Friday, December 1, 2023

Study puts Mexico’s workforce among top 10 in the world

Mexico’s workforce is the ninth best among those of more than 60 countries, according to an analysis carried out by a multinational staffing and recruitment company.

ManpowerGroup’s Total Workforce Index (TWI) scores the workforces of countries on over 200 unique factors grouped under the categories of availability, cost efficiency, regulation and productivity.

“The markets that rank highest … are those with the highest relative performance across all four categories,” ManpowerGroup said.

“Markets that perform well have successfully responded to trends, such as remote workforce readiness, building technology infrastructure and closing skills gaps. They have demonstrated market and geopolitical stability, have relatively high gender participation and are skilling emerging workforces to meet changing demographic realities. High-ranking markets also exhibit favorable regulatory environments,” it said.

Mexico’s performance across the four categories allowed it to rise 44 places from 53rd on the 2021 TWI to ninth on the 2022 edition.

Mexico was the only Latin American country in the top 10, making it a potentially appealing location for companies seeking a productive labor force near the United States while keeping down salary costs, Manpower said. (Credit: Manpower)

It achieved its best score in the cost efficiency category (0.77 out of 1) and also did well in the areas of regulation (0.72) and productivity (0.7). At 0.31, Mexico’s workforce availability score was significantly lower, but ManpowerGroup noted that its standing in that category had improved.

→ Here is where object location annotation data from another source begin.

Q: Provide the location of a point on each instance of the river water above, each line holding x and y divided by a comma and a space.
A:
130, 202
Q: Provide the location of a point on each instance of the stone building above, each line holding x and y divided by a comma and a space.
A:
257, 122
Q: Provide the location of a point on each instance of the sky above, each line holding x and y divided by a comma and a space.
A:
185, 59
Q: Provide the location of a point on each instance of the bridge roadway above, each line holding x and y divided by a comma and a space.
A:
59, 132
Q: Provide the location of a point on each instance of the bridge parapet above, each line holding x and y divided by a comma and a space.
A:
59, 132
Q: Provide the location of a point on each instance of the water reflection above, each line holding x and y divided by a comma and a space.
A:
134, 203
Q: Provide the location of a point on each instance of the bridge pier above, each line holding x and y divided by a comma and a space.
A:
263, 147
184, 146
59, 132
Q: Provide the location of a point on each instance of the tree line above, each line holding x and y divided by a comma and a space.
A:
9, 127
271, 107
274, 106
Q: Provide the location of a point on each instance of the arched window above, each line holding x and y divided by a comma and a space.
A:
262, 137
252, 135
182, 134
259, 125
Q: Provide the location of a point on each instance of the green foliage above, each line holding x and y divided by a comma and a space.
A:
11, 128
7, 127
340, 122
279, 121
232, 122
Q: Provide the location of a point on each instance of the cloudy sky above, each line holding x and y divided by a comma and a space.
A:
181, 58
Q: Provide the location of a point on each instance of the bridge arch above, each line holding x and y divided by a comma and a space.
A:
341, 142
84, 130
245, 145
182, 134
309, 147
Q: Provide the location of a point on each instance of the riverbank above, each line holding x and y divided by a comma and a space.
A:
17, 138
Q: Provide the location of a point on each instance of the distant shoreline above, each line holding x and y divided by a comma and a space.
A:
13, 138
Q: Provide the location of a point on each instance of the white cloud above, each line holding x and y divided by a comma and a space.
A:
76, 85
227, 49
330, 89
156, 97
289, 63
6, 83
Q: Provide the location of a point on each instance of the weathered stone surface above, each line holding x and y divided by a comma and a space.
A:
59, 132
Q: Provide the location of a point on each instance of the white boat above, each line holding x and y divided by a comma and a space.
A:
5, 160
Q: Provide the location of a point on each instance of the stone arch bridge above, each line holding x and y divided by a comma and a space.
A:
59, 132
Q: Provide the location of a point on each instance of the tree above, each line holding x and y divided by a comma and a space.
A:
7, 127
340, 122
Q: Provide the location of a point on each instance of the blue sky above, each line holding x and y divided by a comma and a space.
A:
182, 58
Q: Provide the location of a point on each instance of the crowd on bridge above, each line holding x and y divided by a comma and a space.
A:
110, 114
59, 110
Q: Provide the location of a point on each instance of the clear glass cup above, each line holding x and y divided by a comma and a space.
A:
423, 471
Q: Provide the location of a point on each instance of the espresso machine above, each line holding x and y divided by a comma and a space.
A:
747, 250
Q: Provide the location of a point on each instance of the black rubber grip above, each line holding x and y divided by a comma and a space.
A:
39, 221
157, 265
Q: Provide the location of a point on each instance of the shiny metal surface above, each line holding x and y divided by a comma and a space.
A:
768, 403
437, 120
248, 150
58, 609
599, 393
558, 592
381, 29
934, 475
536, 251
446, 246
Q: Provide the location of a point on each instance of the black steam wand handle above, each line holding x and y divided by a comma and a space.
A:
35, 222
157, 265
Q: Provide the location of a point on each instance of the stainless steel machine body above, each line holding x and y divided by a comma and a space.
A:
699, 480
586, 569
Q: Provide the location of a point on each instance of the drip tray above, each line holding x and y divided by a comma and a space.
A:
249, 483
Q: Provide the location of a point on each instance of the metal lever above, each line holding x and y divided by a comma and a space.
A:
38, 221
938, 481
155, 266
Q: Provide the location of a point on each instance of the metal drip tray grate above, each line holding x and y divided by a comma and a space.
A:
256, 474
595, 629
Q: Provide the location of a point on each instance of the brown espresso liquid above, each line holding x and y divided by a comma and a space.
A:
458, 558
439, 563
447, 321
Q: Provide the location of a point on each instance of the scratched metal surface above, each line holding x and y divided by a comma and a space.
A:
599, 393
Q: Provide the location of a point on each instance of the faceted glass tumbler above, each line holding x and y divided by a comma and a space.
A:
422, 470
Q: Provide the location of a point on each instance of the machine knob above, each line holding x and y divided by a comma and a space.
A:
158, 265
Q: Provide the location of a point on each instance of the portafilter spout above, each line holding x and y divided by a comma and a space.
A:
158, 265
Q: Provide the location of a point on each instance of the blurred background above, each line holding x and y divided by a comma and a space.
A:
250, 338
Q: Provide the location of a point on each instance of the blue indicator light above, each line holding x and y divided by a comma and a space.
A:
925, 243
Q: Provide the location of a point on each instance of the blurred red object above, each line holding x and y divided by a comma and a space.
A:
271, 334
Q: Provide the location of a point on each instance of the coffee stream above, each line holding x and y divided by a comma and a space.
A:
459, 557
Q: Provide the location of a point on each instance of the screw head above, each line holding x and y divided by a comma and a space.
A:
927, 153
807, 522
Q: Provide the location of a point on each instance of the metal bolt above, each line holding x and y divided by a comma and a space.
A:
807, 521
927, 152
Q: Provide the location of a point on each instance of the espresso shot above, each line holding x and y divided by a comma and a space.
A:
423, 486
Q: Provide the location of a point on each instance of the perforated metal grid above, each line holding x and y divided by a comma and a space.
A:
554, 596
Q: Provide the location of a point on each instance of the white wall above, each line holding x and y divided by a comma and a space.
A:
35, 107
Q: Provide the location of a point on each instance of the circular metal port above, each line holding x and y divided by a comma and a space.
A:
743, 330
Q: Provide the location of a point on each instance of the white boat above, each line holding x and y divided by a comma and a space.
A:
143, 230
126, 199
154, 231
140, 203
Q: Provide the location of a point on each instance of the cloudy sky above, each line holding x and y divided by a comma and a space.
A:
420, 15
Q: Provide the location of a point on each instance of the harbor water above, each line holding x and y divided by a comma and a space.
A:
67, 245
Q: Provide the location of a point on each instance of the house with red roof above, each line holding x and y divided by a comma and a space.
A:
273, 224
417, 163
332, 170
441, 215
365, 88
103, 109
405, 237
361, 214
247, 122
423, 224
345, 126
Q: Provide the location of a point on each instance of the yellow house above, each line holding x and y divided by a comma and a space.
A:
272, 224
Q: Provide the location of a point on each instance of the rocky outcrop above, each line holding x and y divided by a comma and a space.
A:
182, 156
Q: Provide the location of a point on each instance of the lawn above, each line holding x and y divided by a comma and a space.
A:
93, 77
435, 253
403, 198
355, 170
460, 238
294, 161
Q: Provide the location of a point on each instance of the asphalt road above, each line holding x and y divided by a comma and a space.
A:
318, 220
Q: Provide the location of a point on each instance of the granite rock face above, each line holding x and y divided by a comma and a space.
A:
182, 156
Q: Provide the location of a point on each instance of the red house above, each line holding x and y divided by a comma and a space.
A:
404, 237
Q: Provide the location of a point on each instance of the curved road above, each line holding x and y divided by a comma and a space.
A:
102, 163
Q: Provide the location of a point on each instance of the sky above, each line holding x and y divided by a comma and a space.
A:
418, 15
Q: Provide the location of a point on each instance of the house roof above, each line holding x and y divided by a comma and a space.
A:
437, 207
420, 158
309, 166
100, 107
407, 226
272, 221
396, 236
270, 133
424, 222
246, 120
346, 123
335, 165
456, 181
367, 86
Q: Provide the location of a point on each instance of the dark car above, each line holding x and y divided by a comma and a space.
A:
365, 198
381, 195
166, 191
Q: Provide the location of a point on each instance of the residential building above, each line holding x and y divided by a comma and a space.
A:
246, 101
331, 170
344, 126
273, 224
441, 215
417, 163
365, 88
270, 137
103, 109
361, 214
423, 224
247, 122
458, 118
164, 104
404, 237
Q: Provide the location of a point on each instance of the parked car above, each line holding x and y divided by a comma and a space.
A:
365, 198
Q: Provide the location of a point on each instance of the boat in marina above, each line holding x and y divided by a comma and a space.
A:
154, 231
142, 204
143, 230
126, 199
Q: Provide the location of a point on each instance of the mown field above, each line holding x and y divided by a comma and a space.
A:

“Mexico is unique because laws that prohibit outsourcing of contingent workers and most types of subcontractors have led companies to pull out of that market. The result is significantly improved access to full-time permanent labor,” the company said in its report.

“… Mexico stands out in terms of being able to support permanent recruitment — whether remote or on-site — for companies looking for opportunities to offshore or nearshore to lower-cost markets.”

María Castro Nevares, a ManpowerGroup executive, said that “the law prohibiting outsourcing of labor in Mexico may have discouraged foreign investment among companies looking to engage contingent labor,” but “any company looking for a large, young skilled workforce can find an abundant permanent workforce at a lower cost than many other markets can offer.”

“This has created a fluid dynamic as American companies look to nearshore and benefit from alignment of time zones and affinity for culture,” she added.

From Manpower’s 2022 workforce report. Mexico scored well in the categories of labor cost efficiency, regulation and productivity. (Credit: Manpower)

Economy Minister Raquel Buenrostro said in November that “more than 400 North American companies have the intention to carry out a relocation process from Asia to Mexico.”

Benefits associated with the North American free trade pact, the USMCA — including ones encompassed by the four TWI categories — are a driving force behind the nearshoring trend.

The workforces of Mexico’s two North American trade partners fared even better on the 2022 Total Workforce Index, with that of the United States ranking No. 1 and that of Canada ranking third.

The workforces of Singapore, Ireland, Australia, the United Kingdom, Israel, Philippines  and Malaysia also made the top ten.